The criticism is that this scheme is very ungenerous. It is worth saying that the 70% rate is pretty much at the midpoint, if not on the upper end, of what happens in the rest of Europe. Yes, there are countries that have 100% cover and they have very long traditions of very high employee obligations that have been there for years. However, as for developing a new obligation on employers to pay, this is a very important step forward and the phasing is appropriate. Employers also are coming out of a very difficult pandemic and many of them are struggling, but we cannot afford to ignore that cover for sickness is one of the things that has to be in place. Pandemics have exposed that particularly but, even without a pandemic, it is right to have such cover in place.

I welcome what is being done with this Bill.

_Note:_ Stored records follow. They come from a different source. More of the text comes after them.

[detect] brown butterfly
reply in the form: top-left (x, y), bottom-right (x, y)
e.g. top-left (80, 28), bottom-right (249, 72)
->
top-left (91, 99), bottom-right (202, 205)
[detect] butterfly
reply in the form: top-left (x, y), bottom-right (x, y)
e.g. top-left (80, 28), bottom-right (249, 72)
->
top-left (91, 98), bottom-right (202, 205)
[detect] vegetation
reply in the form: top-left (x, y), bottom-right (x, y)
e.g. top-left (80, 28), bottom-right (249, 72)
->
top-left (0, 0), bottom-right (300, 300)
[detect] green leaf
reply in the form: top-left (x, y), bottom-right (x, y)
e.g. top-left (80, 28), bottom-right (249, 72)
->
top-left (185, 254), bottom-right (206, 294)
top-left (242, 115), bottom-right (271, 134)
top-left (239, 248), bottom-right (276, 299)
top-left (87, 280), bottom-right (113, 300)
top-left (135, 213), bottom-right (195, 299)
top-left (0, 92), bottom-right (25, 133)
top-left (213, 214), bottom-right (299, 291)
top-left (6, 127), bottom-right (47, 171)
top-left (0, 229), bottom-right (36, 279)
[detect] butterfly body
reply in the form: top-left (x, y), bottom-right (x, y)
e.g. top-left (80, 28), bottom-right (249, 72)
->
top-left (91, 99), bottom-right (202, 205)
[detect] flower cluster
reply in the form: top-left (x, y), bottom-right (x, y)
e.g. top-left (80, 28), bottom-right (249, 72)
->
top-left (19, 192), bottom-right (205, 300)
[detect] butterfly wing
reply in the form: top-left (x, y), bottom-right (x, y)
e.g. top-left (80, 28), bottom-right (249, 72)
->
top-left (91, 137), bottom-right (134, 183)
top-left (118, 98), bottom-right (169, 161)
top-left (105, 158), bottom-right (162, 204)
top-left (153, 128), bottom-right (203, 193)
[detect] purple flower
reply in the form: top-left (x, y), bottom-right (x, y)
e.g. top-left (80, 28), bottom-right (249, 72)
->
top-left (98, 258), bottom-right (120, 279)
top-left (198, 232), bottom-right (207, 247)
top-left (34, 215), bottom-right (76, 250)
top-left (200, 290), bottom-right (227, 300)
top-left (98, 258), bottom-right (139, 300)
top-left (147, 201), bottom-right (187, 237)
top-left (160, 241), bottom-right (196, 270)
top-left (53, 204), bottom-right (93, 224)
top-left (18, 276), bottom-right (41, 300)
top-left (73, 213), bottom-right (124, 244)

While the case has been that medical certification should be dropped, I think it has to be there as a longstop. There has to be the right for an employer to see that there is certification. It is not something that would always be used, and I would hope employers would be able to proceed on a trust basis. However, in my view, it has to be there.

I do not think the 13 weeks requirement is something that ought to there. I do not think it is justified element of this Bill. I hope that can be examined in the course of the debate. To be fair, in the committee, I think everyone tried to find the middle ground at pre-legislative scrutiny. While we might have come with different perspectives, we managed to get something that highlights some of our concerns. It is not in the report I got on the website, but I think Deputy Paul Murphy will confirm that there was consensus at the committee that the 13 weeks was not a good element to have in the Bill.